Treatment of exogenous allergic alveolitis is carried out using glucocorticoids, usually prednisolone (60 mg once a day for 1 to 2 weeks, then the dose gradually decreases to 20 mg once a day for the next 2 to 4 weeks, then reduce the dose 2.5 mg per week until complete withdrawal of the drug). This mode allows you to stop the initial manifestations of the disease, but probably does not affect the long-term results.

The most important component of long-term treatment is the prevention of contact with the antigen. However, a complete change in lifestyle and work is rarely possible in real conditions, especially among farmers and other workers.

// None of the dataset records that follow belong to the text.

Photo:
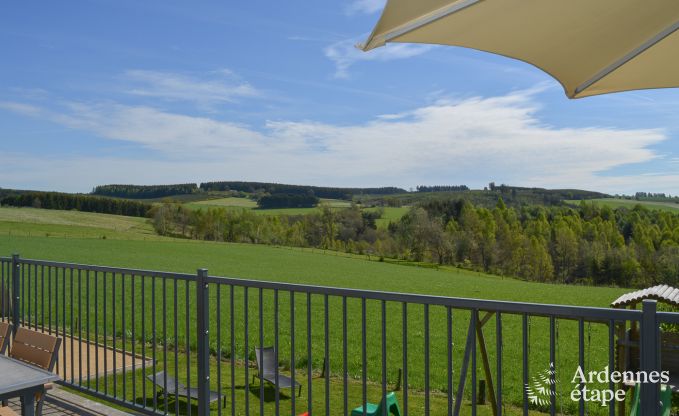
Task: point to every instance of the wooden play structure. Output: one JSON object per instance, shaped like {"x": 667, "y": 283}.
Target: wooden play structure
{"x": 627, "y": 345}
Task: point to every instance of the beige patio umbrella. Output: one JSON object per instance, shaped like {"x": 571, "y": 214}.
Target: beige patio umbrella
{"x": 590, "y": 46}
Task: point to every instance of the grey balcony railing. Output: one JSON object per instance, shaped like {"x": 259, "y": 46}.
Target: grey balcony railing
{"x": 121, "y": 326}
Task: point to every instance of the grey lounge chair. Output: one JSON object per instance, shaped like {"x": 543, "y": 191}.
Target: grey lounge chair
{"x": 266, "y": 370}
{"x": 178, "y": 388}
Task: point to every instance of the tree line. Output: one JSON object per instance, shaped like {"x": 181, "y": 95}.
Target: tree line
{"x": 278, "y": 188}
{"x": 79, "y": 202}
{"x": 442, "y": 188}
{"x": 145, "y": 191}
{"x": 587, "y": 244}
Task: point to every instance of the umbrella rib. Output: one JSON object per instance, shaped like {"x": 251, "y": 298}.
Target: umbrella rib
{"x": 628, "y": 57}
{"x": 417, "y": 23}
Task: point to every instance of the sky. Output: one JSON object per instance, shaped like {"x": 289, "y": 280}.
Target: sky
{"x": 157, "y": 92}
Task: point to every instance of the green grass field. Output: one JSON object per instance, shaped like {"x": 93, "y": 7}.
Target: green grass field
{"x": 627, "y": 203}
{"x": 320, "y": 268}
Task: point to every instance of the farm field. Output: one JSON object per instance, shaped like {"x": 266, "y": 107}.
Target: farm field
{"x": 319, "y": 268}
{"x": 55, "y": 223}
{"x": 627, "y": 203}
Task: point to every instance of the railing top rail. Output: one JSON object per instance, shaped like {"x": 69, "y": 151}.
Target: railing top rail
{"x": 668, "y": 317}
{"x": 510, "y": 307}
{"x": 107, "y": 269}
{"x": 534, "y": 309}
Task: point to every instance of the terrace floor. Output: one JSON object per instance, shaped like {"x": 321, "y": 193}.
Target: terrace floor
{"x": 60, "y": 402}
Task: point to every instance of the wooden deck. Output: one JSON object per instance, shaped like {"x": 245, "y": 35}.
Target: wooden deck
{"x": 86, "y": 360}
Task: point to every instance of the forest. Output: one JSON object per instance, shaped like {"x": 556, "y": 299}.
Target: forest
{"x": 588, "y": 244}
{"x": 79, "y": 202}
{"x": 278, "y": 188}
{"x": 145, "y": 191}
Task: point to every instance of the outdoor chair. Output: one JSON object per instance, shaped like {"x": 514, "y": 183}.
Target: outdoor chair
{"x": 266, "y": 370}
{"x": 174, "y": 387}
{"x": 6, "y": 411}
{"x": 665, "y": 397}
{"x": 38, "y": 349}
{"x": 376, "y": 410}
{"x": 5, "y": 330}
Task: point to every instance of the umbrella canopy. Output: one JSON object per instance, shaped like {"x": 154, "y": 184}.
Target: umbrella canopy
{"x": 590, "y": 46}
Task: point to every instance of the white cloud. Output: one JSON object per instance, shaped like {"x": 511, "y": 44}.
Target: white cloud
{"x": 365, "y": 6}
{"x": 219, "y": 86}
{"x": 469, "y": 141}
{"x": 345, "y": 54}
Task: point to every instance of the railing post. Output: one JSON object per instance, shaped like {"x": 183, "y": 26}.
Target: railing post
{"x": 16, "y": 298}
{"x": 650, "y": 357}
{"x": 202, "y": 313}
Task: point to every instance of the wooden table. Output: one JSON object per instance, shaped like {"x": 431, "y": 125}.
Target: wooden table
{"x": 18, "y": 379}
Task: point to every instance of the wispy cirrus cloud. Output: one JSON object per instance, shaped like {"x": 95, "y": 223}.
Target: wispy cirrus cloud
{"x": 206, "y": 89}
{"x": 345, "y": 54}
{"x": 365, "y": 6}
{"x": 468, "y": 141}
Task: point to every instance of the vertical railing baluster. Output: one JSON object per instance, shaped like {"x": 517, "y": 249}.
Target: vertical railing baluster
{"x": 176, "y": 346}
{"x": 426, "y": 359}
{"x": 232, "y": 319}
{"x": 87, "y": 328}
{"x": 103, "y": 281}
{"x": 114, "y": 352}
{"x": 96, "y": 331}
{"x": 133, "y": 319}
{"x": 309, "y": 355}
{"x": 154, "y": 341}
{"x": 292, "y": 350}
{"x": 71, "y": 302}
{"x": 203, "y": 341}
{"x": 649, "y": 356}
{"x": 385, "y": 410}
{"x": 276, "y": 353}
{"x": 16, "y": 297}
{"x": 474, "y": 322}
{"x": 581, "y": 361}
{"x": 498, "y": 352}
{"x": 525, "y": 362}
{"x": 404, "y": 317}
{"x": 261, "y": 345}
{"x": 187, "y": 335}
{"x": 611, "y": 362}
{"x": 449, "y": 358}
{"x": 218, "y": 311}
{"x": 552, "y": 361}
{"x": 326, "y": 359}
{"x": 123, "y": 334}
{"x": 364, "y": 360}
{"x": 42, "y": 297}
{"x": 79, "y": 323}
{"x": 246, "y": 357}
{"x": 345, "y": 381}
{"x": 142, "y": 279}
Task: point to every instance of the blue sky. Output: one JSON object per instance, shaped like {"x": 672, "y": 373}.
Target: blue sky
{"x": 99, "y": 91}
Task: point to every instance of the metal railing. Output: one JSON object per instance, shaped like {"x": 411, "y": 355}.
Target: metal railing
{"x": 131, "y": 335}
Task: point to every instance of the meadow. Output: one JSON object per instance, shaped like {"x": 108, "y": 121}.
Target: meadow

In this case, measures are taken to reduce dust (for example, pre-humidify the compost before working with it), use air filters and protective masks. Fungicides can be used to prevent the multiplication of antigen-producing microorganisms (for example, in hay or sugar beet), but the remote safety of this approach has not been proven. Thorough cleaning of moisturizing ventilation systems, removal of damp carpets and maintenance of low humidity are also effective in some cases. Patients need to be clarified, however, that these measures may not have the effect of continuing contact with the antigen.

Forecast

Pathological changes are completely reversible if the disease of exogenous allergic alveolitis is detected early and the effect of the antigen is eliminated. Acute disease is resolved spontaneously when antigen is removed; symptoms of exogenous allergic alveolitis usually decrease within a few hours. Chronic disease has a less favorable prognosis: the development of fibrosis makes exogenous allergic alveolitis irreversible, although the contact with the damaging agent stops its stabilization.